Permítame, señor Embajador, que insista en la convicción que expresé al principio de mi viaje apostólico a los Estados Unidos. La libertad – esa libertad que para los estadounidenses justamente es tan querida – “no es sólo un don, sino también una llamada a la responsabilidad personal” -, es “una oportunidad para cada generación, que debe ser conquistada para la causa del bien” (Discurso en la Casa Blanca, 16 de abril de 2008). La preservación de la libertad está indisolublemente unida con el respeto de la verdad y la búsqueda de la prosperidad humana auténtica. La crisis de las democracias contemporáneas exige un compromiso renovado de diálogo razonado en el discernimiento de políticas sabias y justas que respeten la naturaleza y la dignidad humanas. La Iglesia en los Estados Unidos contribuye a este discernimiento, en particular mediante la formación de las conciencias y su apostolado educativo, por la que realiza una contribución significativa y positiva a la vida cívica estadounidense y al debate público. Pienso especialmente en la necesidad de un discernimiento claro con respecto a las cuestiones que afectan a la protección de la dignidad humana y el respeto del derecho inalienable a la vida desde el momento de la concepción hasta la muerte natural, así como la protección del derecho a la objeción de conciencia por parte de los trabajadores de la salud, y de todos los ciudadanos. La Iglesia insiste en el vínculo indisoluble entre la ética de la vida y todos los demás aspectos de la ética social, pues está convencida de que, en las palabras proféticas del anterior papa Juan Pablo II, “una sociedad carece de bases sólidas, cuando, por una parte, afirma valores como la dignidad de la persona, la justicia y la paz, pero por otro lado, actúa radicalmente en contra al permitir o tolerar una variedad de formas en que la vida humana es despreciada y violada, sobre todo cuando es débil o marginada” (Evangelium Vitae, 93, cf. Caritas in veritate, 15).

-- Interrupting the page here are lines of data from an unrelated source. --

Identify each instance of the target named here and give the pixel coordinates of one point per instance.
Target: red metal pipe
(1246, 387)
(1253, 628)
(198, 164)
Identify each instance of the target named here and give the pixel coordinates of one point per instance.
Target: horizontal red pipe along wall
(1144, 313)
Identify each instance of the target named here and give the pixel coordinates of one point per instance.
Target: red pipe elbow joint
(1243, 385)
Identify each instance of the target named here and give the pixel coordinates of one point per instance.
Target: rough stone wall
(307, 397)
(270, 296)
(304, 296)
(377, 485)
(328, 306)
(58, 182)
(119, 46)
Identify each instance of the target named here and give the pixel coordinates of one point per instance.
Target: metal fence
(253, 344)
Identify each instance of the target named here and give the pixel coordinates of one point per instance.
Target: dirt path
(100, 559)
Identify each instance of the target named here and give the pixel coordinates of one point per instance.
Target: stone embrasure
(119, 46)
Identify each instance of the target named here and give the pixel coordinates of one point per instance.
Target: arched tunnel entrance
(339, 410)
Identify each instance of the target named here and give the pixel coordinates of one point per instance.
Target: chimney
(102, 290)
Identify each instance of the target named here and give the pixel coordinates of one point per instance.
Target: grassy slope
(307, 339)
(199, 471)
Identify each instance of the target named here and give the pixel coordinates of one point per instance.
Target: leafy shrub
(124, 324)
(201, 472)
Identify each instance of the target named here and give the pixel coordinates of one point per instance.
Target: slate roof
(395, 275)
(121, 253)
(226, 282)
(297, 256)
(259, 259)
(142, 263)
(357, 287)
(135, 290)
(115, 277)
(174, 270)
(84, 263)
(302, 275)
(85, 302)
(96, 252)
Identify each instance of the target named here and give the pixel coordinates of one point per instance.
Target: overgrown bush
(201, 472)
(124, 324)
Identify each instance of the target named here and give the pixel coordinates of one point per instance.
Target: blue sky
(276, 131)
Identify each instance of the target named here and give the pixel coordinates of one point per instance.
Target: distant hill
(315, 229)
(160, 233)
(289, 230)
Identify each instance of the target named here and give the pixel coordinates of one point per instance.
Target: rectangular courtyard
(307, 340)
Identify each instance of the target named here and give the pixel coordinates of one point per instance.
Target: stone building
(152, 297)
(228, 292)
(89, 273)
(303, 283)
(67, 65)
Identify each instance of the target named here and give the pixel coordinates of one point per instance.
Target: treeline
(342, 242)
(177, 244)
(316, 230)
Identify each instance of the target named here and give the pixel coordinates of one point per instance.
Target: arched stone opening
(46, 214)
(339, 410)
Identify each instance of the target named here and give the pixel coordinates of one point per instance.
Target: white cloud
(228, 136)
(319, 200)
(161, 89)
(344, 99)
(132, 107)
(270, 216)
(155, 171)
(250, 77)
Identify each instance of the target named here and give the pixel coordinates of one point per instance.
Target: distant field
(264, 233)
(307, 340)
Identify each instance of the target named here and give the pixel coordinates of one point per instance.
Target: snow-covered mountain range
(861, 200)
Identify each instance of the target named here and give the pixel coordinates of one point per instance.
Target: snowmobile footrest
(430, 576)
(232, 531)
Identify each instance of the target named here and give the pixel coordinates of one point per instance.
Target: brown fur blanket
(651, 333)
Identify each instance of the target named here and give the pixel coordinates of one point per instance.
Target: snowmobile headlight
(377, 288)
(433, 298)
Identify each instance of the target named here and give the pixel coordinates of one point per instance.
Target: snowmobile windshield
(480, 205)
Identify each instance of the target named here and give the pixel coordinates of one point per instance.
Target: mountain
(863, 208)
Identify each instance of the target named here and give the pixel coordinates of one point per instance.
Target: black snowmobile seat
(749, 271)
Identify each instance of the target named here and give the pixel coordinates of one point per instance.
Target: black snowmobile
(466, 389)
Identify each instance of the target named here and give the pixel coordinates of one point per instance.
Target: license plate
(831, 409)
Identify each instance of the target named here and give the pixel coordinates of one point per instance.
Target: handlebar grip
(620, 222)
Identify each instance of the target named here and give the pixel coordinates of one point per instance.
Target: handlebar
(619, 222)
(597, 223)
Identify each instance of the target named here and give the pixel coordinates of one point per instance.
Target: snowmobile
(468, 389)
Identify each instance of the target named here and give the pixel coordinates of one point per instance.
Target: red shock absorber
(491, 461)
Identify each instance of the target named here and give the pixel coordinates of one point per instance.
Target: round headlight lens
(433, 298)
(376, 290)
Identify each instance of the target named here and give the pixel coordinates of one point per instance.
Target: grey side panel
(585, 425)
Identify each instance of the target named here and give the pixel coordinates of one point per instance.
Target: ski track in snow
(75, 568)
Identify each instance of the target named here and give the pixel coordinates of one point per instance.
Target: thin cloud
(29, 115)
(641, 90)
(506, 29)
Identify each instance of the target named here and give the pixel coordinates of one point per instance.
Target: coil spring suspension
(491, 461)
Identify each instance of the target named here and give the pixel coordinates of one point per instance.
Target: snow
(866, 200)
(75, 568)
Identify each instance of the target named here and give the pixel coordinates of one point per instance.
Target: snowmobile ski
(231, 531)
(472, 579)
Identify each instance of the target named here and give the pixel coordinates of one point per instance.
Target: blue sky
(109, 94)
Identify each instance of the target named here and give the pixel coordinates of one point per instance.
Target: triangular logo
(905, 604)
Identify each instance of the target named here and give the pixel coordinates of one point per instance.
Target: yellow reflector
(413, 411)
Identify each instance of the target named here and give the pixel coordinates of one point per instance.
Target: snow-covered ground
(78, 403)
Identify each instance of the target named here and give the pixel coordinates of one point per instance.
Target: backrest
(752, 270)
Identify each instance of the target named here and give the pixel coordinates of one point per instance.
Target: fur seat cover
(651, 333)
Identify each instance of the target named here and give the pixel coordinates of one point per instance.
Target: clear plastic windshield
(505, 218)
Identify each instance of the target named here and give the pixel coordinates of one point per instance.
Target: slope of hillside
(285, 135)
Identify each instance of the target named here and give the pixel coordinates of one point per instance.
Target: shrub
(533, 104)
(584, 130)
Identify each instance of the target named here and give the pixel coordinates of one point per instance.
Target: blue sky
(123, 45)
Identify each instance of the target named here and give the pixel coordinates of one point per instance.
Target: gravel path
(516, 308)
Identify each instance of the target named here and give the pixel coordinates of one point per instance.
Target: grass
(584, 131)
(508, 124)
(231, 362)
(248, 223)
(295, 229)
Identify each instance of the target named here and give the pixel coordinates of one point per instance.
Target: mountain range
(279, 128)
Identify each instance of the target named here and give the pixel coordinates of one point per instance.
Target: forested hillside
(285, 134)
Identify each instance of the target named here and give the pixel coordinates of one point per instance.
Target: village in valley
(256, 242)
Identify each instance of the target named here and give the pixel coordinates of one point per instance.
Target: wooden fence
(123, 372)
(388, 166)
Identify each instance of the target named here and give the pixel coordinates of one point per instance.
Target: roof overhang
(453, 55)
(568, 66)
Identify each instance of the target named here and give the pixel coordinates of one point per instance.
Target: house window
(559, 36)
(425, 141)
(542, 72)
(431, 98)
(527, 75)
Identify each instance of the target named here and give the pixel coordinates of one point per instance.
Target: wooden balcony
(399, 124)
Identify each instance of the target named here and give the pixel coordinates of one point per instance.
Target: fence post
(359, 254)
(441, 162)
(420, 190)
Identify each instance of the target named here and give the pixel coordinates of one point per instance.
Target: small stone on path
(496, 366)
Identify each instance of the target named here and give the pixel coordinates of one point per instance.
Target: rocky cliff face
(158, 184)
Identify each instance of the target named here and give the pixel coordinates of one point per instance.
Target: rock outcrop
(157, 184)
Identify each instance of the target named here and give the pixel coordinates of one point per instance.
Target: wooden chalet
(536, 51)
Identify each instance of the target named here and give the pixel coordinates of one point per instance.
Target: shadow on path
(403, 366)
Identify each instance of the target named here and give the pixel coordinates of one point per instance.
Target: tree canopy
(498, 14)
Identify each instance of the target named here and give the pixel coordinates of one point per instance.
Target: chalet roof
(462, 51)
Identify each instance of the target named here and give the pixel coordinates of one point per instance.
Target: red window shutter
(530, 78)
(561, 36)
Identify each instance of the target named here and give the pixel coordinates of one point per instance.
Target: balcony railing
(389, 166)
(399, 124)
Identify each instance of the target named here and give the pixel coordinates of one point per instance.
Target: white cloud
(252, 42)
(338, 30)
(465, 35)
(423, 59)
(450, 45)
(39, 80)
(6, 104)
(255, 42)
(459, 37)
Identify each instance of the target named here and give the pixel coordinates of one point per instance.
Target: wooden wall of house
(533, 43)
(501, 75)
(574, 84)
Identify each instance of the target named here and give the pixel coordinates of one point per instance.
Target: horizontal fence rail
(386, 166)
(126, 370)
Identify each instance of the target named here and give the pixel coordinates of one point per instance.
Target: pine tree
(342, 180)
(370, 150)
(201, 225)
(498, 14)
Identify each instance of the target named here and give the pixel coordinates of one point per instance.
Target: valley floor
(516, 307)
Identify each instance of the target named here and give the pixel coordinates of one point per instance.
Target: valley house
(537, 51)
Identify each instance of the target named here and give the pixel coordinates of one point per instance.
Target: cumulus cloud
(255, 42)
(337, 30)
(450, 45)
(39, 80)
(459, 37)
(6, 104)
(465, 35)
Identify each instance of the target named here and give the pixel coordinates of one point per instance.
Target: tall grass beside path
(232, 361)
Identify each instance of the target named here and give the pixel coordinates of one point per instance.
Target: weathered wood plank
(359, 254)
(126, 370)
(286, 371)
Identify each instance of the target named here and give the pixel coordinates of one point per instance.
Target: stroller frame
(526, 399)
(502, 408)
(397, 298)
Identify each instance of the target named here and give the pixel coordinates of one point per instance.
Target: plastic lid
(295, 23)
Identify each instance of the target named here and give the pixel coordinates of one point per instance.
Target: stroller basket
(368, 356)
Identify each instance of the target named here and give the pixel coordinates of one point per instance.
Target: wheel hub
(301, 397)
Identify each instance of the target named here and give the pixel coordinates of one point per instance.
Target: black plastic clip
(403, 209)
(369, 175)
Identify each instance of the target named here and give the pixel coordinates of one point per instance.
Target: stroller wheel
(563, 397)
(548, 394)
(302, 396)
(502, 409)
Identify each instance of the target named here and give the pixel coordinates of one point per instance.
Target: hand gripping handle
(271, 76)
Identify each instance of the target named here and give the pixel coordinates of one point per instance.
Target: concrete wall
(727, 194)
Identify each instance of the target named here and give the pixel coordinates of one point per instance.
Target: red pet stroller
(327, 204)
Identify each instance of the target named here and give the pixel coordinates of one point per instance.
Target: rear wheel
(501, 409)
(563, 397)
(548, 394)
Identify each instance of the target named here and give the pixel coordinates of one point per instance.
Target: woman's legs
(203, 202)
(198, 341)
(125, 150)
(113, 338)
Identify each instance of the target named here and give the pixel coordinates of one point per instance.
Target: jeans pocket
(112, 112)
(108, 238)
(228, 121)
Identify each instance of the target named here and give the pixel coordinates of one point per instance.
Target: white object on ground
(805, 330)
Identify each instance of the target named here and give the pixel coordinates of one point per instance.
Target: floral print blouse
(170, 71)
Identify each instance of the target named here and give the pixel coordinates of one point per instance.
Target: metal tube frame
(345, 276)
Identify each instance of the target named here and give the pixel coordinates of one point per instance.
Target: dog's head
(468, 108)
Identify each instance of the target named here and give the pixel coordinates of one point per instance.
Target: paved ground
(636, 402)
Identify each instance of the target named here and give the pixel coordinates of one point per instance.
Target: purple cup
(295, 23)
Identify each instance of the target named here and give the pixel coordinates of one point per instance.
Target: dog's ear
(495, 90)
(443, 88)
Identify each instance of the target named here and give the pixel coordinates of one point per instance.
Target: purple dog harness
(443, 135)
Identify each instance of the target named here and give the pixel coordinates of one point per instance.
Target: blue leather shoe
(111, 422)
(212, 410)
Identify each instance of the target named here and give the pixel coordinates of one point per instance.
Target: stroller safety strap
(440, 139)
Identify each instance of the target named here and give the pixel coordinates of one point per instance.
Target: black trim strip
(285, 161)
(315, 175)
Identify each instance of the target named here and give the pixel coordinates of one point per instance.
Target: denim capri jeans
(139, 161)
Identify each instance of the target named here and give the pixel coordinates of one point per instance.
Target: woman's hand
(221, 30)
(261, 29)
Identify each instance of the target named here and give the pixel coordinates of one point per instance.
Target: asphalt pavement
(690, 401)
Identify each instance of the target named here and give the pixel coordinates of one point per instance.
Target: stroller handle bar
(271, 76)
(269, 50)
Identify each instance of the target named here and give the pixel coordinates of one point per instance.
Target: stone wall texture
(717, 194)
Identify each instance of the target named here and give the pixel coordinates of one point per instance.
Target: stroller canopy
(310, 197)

Señor Embajador, en este comienzo de su nueva misión al servicio de su país, le ofrezco mis buenos deseos y la promesa de mis oraciones. Tenga la seguridad de que siempre podrá contar con las oficinas de la Santa Sede para prestarle asistencia y apoyo que en el cumplimiento de sus funciones. Sobre usted y su familia, y sobre todo el querido pueblo estadounidense, invoco de corazón las bendiciones de Dios de la sabiduría, la fuerza y la paz.